In the end, they discerned four distinct prototypes: One, a blend of 40 percent Carignan, 30 percent Syrah and 30 percent Grenache, is fruity, fresh and supple. The next, 70 percent Syrah and 30 percent Grenache, is fruity and lively. The third prototype is half Syrah and equal parts Grenache and Carignan, and carries a concentrated, well-structured black fruit profile. And the last is 60 percent Syrah and 40 percent Grenache: ripe, fruity, toasty and fat.

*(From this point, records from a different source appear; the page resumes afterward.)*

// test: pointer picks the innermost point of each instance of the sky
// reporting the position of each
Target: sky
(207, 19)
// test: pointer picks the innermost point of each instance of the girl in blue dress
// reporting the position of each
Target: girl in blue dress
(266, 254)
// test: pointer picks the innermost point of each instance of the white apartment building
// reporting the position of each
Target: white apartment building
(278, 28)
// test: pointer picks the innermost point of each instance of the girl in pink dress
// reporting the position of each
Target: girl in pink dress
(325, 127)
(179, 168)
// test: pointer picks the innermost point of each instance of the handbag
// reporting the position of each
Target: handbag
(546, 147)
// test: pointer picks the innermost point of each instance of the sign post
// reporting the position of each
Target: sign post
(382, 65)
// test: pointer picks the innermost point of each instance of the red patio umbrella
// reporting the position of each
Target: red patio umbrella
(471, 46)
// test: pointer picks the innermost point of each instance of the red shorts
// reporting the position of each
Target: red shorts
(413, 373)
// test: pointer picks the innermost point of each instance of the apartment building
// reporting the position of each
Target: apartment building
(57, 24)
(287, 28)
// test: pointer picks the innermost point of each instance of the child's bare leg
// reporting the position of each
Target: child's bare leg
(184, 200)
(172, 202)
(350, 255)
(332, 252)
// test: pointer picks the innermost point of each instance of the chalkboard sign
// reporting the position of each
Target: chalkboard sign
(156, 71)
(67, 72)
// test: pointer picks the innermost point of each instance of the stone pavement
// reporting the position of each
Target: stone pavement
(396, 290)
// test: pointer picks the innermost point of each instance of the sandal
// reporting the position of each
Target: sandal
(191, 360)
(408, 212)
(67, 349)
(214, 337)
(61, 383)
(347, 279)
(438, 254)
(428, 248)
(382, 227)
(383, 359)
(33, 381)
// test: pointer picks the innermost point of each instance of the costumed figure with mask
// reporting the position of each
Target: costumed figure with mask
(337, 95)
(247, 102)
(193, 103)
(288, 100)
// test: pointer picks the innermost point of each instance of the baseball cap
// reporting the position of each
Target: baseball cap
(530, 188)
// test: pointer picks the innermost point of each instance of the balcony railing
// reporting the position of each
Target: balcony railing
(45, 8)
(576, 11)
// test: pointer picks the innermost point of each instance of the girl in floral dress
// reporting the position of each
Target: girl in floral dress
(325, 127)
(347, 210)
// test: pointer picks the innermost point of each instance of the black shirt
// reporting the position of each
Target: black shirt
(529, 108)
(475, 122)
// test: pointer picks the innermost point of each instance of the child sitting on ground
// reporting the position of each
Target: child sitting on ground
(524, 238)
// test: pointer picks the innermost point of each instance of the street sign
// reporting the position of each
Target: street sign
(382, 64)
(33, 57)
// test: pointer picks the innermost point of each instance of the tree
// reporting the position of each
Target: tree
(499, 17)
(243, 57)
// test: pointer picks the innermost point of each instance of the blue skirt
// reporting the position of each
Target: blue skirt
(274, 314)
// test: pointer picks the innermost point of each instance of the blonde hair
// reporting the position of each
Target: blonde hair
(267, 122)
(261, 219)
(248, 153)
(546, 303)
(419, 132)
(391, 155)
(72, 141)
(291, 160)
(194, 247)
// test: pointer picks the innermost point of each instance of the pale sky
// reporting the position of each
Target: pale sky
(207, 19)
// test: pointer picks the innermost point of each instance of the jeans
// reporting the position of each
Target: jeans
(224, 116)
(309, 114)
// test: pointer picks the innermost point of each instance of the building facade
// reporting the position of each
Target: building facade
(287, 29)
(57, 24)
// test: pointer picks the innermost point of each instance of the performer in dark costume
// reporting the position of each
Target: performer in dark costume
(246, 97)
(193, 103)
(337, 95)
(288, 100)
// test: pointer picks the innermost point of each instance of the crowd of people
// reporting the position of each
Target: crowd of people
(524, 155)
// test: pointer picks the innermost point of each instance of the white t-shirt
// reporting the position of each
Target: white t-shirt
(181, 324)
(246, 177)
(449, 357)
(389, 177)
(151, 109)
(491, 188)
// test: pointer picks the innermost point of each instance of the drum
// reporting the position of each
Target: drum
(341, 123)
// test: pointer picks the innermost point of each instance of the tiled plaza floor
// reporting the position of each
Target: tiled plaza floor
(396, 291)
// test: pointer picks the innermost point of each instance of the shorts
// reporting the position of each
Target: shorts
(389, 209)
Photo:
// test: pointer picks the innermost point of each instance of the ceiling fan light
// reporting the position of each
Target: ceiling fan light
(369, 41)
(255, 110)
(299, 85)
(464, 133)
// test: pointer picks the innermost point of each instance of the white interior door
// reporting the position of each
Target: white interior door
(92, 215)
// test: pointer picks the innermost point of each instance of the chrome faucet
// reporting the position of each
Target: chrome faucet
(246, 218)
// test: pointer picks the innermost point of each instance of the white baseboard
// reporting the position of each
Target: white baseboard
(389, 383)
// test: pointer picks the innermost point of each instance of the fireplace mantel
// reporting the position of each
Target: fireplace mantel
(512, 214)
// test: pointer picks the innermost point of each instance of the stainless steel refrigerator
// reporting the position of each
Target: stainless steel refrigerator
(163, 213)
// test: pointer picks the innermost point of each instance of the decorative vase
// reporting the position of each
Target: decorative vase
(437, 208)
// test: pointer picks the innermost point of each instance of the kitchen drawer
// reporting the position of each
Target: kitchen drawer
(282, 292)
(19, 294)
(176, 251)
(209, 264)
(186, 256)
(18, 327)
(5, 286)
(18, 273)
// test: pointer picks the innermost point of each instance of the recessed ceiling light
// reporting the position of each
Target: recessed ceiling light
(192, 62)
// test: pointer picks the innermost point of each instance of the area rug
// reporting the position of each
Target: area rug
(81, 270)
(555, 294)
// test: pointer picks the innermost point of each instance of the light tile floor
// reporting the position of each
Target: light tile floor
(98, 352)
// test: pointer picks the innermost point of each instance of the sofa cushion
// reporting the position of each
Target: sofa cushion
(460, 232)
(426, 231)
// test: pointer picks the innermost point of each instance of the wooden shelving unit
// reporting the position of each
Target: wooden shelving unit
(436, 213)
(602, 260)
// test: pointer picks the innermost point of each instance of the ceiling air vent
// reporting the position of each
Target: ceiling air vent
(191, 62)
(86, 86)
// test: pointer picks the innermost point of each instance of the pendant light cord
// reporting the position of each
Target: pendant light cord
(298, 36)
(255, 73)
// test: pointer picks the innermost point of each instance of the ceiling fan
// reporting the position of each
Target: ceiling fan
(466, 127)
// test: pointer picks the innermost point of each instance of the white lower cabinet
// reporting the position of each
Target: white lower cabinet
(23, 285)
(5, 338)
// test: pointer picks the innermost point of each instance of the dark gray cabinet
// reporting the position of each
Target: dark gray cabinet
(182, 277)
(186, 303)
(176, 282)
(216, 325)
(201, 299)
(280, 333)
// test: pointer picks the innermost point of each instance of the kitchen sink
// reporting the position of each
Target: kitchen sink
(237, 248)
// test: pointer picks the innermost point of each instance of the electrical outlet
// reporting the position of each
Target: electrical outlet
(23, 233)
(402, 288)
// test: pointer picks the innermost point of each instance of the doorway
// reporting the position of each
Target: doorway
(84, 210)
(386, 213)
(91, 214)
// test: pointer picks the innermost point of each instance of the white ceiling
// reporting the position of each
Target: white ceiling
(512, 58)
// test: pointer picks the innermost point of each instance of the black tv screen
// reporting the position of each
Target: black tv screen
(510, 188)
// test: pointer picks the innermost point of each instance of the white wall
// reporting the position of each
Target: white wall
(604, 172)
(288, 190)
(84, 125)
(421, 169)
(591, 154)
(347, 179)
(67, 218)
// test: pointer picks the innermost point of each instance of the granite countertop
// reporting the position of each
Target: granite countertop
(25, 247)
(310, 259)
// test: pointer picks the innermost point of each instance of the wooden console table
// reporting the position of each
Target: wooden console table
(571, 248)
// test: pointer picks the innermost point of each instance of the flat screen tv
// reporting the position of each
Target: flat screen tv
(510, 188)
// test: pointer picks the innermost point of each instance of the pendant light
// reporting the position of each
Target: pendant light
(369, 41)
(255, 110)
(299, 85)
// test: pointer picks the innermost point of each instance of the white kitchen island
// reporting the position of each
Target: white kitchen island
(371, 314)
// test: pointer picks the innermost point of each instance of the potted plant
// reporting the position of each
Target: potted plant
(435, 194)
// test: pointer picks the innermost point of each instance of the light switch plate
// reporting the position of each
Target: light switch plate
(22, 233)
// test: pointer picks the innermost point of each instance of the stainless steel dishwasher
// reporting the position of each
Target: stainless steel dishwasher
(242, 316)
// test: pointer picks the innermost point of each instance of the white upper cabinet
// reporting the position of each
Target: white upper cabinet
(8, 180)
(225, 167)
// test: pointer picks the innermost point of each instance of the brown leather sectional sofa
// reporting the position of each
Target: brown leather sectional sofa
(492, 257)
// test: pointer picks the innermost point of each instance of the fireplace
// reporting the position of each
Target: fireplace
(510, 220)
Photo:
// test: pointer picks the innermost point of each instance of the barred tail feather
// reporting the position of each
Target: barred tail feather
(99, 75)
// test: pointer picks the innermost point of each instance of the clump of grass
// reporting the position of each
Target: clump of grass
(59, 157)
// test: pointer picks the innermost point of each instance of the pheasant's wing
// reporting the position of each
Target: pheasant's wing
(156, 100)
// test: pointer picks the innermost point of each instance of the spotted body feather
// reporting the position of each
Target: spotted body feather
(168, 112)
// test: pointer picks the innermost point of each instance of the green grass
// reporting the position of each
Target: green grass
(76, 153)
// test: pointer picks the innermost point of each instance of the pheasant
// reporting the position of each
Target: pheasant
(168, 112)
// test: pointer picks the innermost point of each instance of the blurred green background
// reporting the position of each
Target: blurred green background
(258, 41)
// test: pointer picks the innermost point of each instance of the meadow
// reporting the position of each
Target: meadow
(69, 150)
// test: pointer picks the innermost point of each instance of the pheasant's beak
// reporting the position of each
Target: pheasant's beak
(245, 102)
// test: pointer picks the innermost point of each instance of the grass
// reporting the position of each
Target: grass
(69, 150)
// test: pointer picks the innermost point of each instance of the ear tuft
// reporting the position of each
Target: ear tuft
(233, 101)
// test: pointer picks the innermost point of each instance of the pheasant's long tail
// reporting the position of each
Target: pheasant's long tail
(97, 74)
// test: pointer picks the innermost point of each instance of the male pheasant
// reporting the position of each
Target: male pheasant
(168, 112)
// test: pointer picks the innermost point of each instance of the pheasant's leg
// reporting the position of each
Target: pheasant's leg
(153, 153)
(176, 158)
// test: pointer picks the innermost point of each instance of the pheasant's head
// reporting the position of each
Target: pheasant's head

A consumer survey followed. One hundred wine drinkers in Chicago, 100 in London and 100 more in Paris sampled the four Languedoc prototypes. Overall results suggest they enjoyed the wines, while their more detailed comments and opinions will guide the Languedoc's AOC vintners in developing blends and labels that appeal to these consumers. The survey marks a sharp turn in upscale and often pretentious French wine marketing methods; it was the first time ever that an AOC inquired with its targeted consumer base before styling its wines.
Two tiers below, among Vin de Pays d'Oc vintners, many wineries are making the shift toward the humorous, light-hearted approach to connecting with consumers in America. "Take a wine on the wild side," jests the company motto of Wild Pig winery. Red Bicyclette's says, "The French wine that speaks your language." And Arrogant Frog's declares, "Old World wines with New World attitude."
"The 'New World attitude,'" explains Arrogant Frog winemaker Jean-Claude Mas, "is an attitude which consists of listening to our customers and understanding their needs, and adapting our wines. This is not very common, even nowadays, in France, but things are changing, especially in the Languedoc.
"'Arrogant Frog' is a way to say to the consumers that, contrary to most of the French producer-focused wine, we have made a wine by listening to the consumers and moved away from the traditional French producer-focused approach, which basically says, 'Taste that wine; if you don't like it, it's because you don't know anything about wines.'"
Certainly, the times are changing as many south of Languedoc vintners in all denominations of quality alter their tactics of business. And in spite of the pompous amphibian, it appears that the French days of arrogance, so infamous, may be coming at last to an end.